Hepatol Commun. 2025 Sep 29;9(10):e0796. doi: 10.1097/HC9.0000000000000796. eCollection 2025 Oct 1.
ABSTRACT
BACKGROUND: Pediatric cholestatic liver diseases can be characterized by rapidly progressive fibrosis. A multicenter cross-sectional analysis of vibration-controlled elastography in biliary atresia (BA), alpha-1 antitrypsin deficiency (A1AT), and Alagille syndrome (ALGS) was leveraged to interrogate the plasma proteome relative to liver stiffness measurements (LSM).

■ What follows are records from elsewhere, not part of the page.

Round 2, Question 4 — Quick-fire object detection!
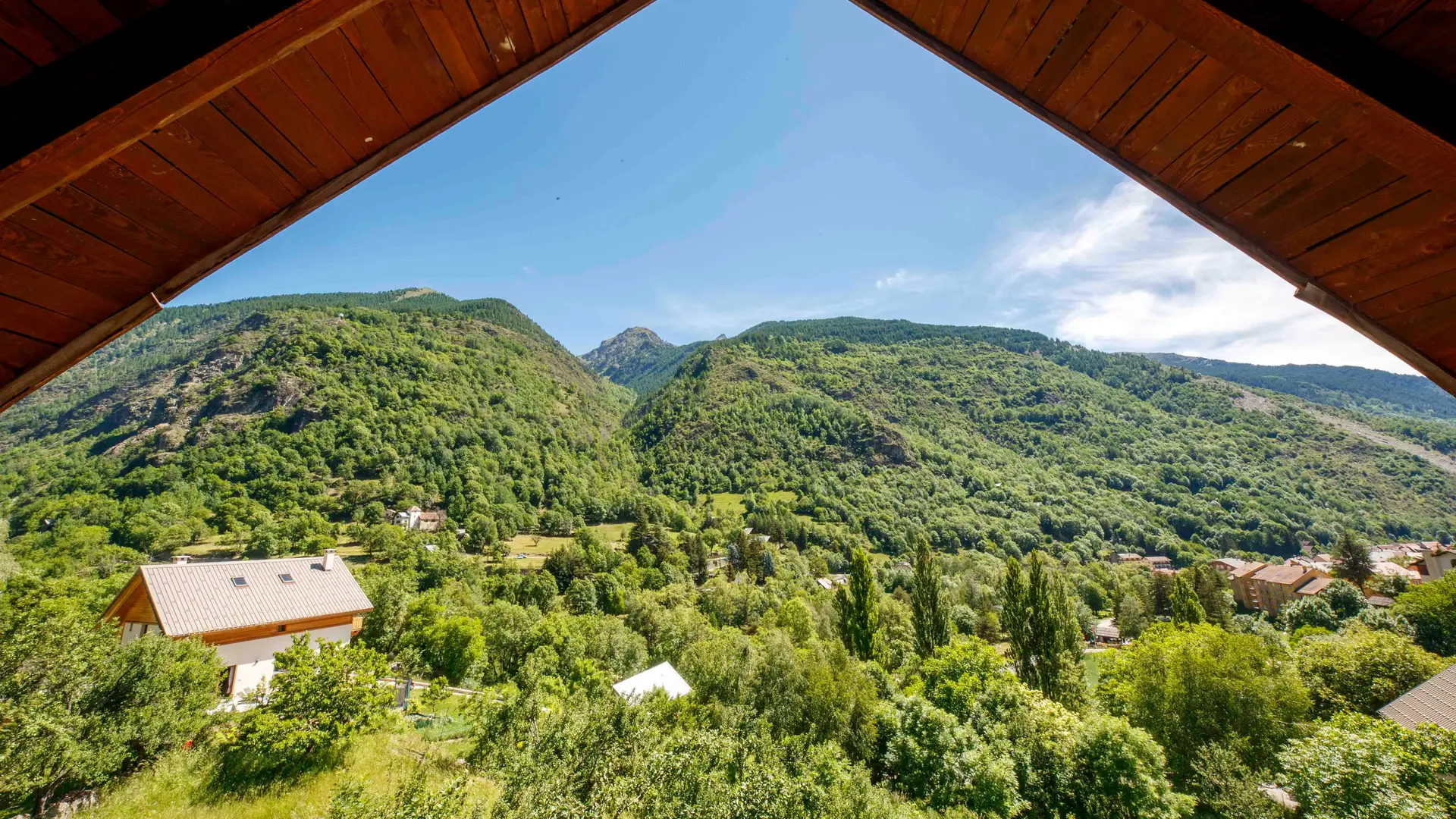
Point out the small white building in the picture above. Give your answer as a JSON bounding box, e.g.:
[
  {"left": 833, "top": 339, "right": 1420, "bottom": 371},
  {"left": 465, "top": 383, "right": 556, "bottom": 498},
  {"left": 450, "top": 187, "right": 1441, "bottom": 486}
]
[
  {"left": 611, "top": 663, "right": 693, "bottom": 702},
  {"left": 102, "top": 549, "right": 374, "bottom": 707}
]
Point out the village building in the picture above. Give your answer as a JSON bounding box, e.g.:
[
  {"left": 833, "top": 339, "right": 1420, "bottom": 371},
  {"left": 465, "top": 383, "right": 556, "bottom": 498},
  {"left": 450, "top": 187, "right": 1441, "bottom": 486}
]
[
  {"left": 391, "top": 506, "right": 446, "bottom": 532},
  {"left": 102, "top": 549, "right": 374, "bottom": 707},
  {"left": 611, "top": 663, "right": 693, "bottom": 704},
  {"left": 1380, "top": 666, "right": 1456, "bottom": 730}
]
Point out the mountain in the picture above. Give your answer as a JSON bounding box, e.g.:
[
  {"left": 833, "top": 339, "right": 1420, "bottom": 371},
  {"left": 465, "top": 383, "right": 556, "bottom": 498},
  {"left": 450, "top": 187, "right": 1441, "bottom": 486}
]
[
  {"left": 1147, "top": 353, "right": 1456, "bottom": 419},
  {"left": 0, "top": 300, "right": 1456, "bottom": 563},
  {"left": 581, "top": 326, "right": 704, "bottom": 395}
]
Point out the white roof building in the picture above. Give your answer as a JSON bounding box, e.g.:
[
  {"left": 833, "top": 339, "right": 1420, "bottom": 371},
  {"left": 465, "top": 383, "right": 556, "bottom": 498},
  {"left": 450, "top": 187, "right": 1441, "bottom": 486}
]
[{"left": 611, "top": 663, "right": 693, "bottom": 702}]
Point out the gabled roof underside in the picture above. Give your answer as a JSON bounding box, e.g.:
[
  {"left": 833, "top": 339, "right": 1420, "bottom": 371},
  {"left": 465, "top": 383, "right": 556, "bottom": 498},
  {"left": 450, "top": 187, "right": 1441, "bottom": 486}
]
[
  {"left": 138, "top": 557, "right": 374, "bottom": 637},
  {"left": 0, "top": 0, "right": 1456, "bottom": 408}
]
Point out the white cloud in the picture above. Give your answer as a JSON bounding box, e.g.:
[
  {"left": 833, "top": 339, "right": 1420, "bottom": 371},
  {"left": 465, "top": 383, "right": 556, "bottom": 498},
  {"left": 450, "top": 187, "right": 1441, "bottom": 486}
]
[{"left": 999, "top": 180, "right": 1410, "bottom": 372}]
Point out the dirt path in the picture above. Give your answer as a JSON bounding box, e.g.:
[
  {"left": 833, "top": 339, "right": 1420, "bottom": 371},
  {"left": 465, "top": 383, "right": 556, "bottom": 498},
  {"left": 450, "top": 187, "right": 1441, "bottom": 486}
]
[{"left": 1304, "top": 406, "right": 1456, "bottom": 474}]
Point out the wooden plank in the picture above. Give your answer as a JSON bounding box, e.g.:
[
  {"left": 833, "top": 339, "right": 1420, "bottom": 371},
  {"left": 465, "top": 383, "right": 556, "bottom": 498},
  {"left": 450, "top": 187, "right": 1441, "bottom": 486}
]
[
  {"left": 1244, "top": 158, "right": 1401, "bottom": 242},
  {"left": 1345, "top": 0, "right": 1427, "bottom": 39},
  {"left": 1356, "top": 266, "right": 1456, "bottom": 321},
  {"left": 470, "top": 0, "right": 519, "bottom": 74},
  {"left": 1067, "top": 27, "right": 1192, "bottom": 130},
  {"left": 984, "top": 0, "right": 1051, "bottom": 74},
  {"left": 1116, "top": 57, "right": 1233, "bottom": 162},
  {"left": 1133, "top": 74, "right": 1257, "bottom": 174},
  {"left": 0, "top": 258, "right": 121, "bottom": 324},
  {"left": 307, "top": 30, "right": 410, "bottom": 145},
  {"left": 0, "top": 329, "right": 57, "bottom": 369},
  {"left": 1290, "top": 193, "right": 1456, "bottom": 275},
  {"left": 855, "top": 0, "right": 1456, "bottom": 394},
  {"left": 34, "top": 185, "right": 188, "bottom": 270},
  {"left": 1007, "top": 0, "right": 1087, "bottom": 90},
  {"left": 0, "top": 294, "right": 162, "bottom": 410},
  {"left": 0, "top": 0, "right": 378, "bottom": 218},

METHODS: Slow off-rate modified aptamer scanning profiling of >7000 proteins in plasma from 187 children with BA (n=93), A1AT (n=31), ALGS (n=46), and healthy pediatric controls (n=17) was performed, and correlations with LSM were undertaken.
RESULTS: There was an abundance of LSM correlated proteins (BA n=2720, A1AT n=694, ALGS n=5968). Interestingly, a distinct plasma proteome was found in ALGS relative to BA and A1AT. Weighted Correlation Network Analysis identified groups of proteins with strong LSM correlation (eg, in a BA module of interest, Pearson correlation coefficient 0.79, p=5ยด0-21). Machine learning developed models predicting LSM as a continuous variable (median R2=0.62 for BA). For BA, time to transplant could be predicted equally well by the proteome or clinical parameters (elastic net models achieved a C-index using proteome 0.91, clinical parameters 0.91, proteome and clinical parameters 0.90). Single-cell transcriptomics predicted the potential hepatic cell of origin for the most informative proteins, which included macrophage, mesenchymal, mesothelial, and endothelial cells. The epithelial-to-mesenchymal transition pathway was enriched in LSM correlated proteins in all 3 diseases.
CONCLUSIONS: The plasma proteome is highly correlated in a disease-specific fashion with LSM in BA, A1AT, and ALGS. These correlations provide unique opportunities to identify biomarkers and focus attention on epithelial-to-mesenchymal transition in pediatric cholestasis.